The worst deleted scenes in films are simultaneously the best because it shows that the filmmakers had enough awareness to recognize their mistake. Then again, some of these embarrassing scenes cut from sci-fi movies are so bad one has to wonder why they were ever even shot in the first place. Of course, deleted scenes exist in all genres, but science fiction relies on such careful nuance that scenes edited out of sci-fi films can easily save a great movie from becoming a terrible one.
Some of the greatest sci-fi films have, indeed, been saved by this foresight. Movies like Ghostbusters, Alien, and various Terminator installments have all been rescued at one point or another by someone realizing which scenes absolutely could and could not make it into the film.
Whether it be deleted scenes deemed too violent for the screen or odd filmmaking decisions, these omitted scenes changed their films forever. Here are deleted scenes from science fiction movies that would have left their films with a big black eye. Some spoilers are ahead – but only if you've been living under a rock for a decade or more.
Towards the end of Alien, there could have been a scene in which Lambert was frantically working in a room occupied by a xenomorph that she somehow failed to notice. She does finally notice it, however, when the alien (clearly a guy in a suit) crab-walks over to her and slowly rises to its full height in what's supposed to be a menacing fashion.
It fails to achieve menacing, though and succeeds in looking supremely cheesy. Had this scene been in the film, it would have stripped all the terror from this beast Ridley Scott spent so much time making terrifying.
Blade was actually a pretty entertaining comic book movie, not least of all for its kick-ass action, including the epic final fight. The battle culminates with Blade defeating Frost by kicking a syringe full of deadly vampire poison into the guy's head. As the poison seeps into his body, he explodes.
However, there was a deleted scene in which his death was a little more drawn out. The CGI in this scene was just awful, something they had avoided despite their relatively small budget up to that point. They made the right choice to leave it out.
This deleted alternate ending to Terminator 2: Judgment Day could have looked a lot like the dreaded 19 years later scene of Harry Potter – but would have been even worse as it would have deconstructed the logic the entire story. In the scene (which takes place in the future), an aged Sarah explains that John Connor fights a different kind of war as a Senator because the war with the machines never happened, avoided by their actions in the past.
There's just one problem: if the war never happened, John Connor wouldn't exist. Kyle Reese would never have come back to impregnate Sarah because nothing would have driven him to travel to the past.
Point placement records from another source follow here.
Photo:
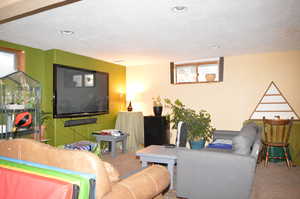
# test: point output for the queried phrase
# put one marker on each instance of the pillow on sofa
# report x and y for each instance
(112, 173)
(242, 143)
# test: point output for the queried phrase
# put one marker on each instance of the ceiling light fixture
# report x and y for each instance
(66, 32)
(179, 9)
(215, 46)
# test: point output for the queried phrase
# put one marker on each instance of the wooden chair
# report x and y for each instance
(276, 134)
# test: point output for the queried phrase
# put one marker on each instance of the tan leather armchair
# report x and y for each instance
(146, 184)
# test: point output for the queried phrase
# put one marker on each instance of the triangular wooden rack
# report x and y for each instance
(273, 105)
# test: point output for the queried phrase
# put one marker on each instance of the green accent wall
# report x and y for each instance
(39, 65)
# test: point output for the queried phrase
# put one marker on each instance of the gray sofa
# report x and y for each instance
(219, 173)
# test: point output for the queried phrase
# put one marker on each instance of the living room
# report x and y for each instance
(138, 74)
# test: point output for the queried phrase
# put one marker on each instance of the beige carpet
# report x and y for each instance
(274, 182)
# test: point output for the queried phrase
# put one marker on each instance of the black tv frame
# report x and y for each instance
(77, 114)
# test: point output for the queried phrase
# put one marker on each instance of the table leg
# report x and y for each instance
(124, 145)
(171, 171)
(113, 149)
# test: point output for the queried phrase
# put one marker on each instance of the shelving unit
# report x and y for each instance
(19, 93)
(273, 105)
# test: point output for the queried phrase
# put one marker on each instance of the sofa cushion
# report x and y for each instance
(243, 142)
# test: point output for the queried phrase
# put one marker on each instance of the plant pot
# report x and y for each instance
(157, 110)
(210, 77)
(197, 144)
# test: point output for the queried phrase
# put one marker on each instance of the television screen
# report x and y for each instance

Good thing someone caught that before they included it in the film.
In the making of Ghostbusters, both Dan Aykroyd and Bill Murray each played two characters. In addition to their starring roles, there was a scene cut from the film in which they played two homeless guys babbling in the park as Rick Moranis ran by fleeing the terror dog.
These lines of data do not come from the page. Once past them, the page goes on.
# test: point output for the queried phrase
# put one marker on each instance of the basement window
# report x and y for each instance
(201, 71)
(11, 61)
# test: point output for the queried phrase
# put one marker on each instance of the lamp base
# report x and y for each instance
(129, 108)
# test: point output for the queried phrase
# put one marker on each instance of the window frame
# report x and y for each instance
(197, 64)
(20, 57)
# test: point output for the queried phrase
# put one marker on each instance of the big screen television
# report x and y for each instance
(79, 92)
This scene would have harmed the movie for a pretty obvious reason: there's no explanation for why two main characters would have homeless doppelgangers hanging out in the park. It's head-scratching that they ever considered putting this in the films, but fortunately, they didn't.
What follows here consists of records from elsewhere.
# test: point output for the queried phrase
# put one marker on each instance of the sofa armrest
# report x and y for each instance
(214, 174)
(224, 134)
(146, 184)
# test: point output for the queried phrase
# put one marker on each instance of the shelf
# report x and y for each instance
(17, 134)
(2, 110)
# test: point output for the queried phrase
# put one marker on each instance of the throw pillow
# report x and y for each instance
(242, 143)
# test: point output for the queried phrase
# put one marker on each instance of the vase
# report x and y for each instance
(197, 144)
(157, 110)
For some inexplicable reason, a deleted scene in Terminator 3 attempted to explain where the design for their Terminators originally came from. In this scene, we meet Chief Master Sergeant Candy, a Southern so-and-so with a distinguished military career despite being a total doof.
As Schwarzenegger mouths his lines with a hammy dubbing of this crazy accent, the movie immediately ceases to be a sci-fi thriller and becomes a wacky time-traveling adventure. It's a mercy that this scene was left out because it would have undermined the entire tone of the film simply to answer a question no one was asking.
The second Transformers movie had a pointless scene included solely for cheap laughs in which the protagonist's mom Julie wanders around the campus of Sam's new college, baked out of her mind after inadvertently eating some edibles. Such a scene actually made it in the film, which is bad enough, but there was even more footage from her confused ramblings that could have extended the already beleaguered montage.
The movie did not receive positive reviews in part for the inclusion of such meaningless scenes that do nothing to improve the film. At least Michael Bay realized what shouldn't be in the final cut, even if he was a little late to the editing process.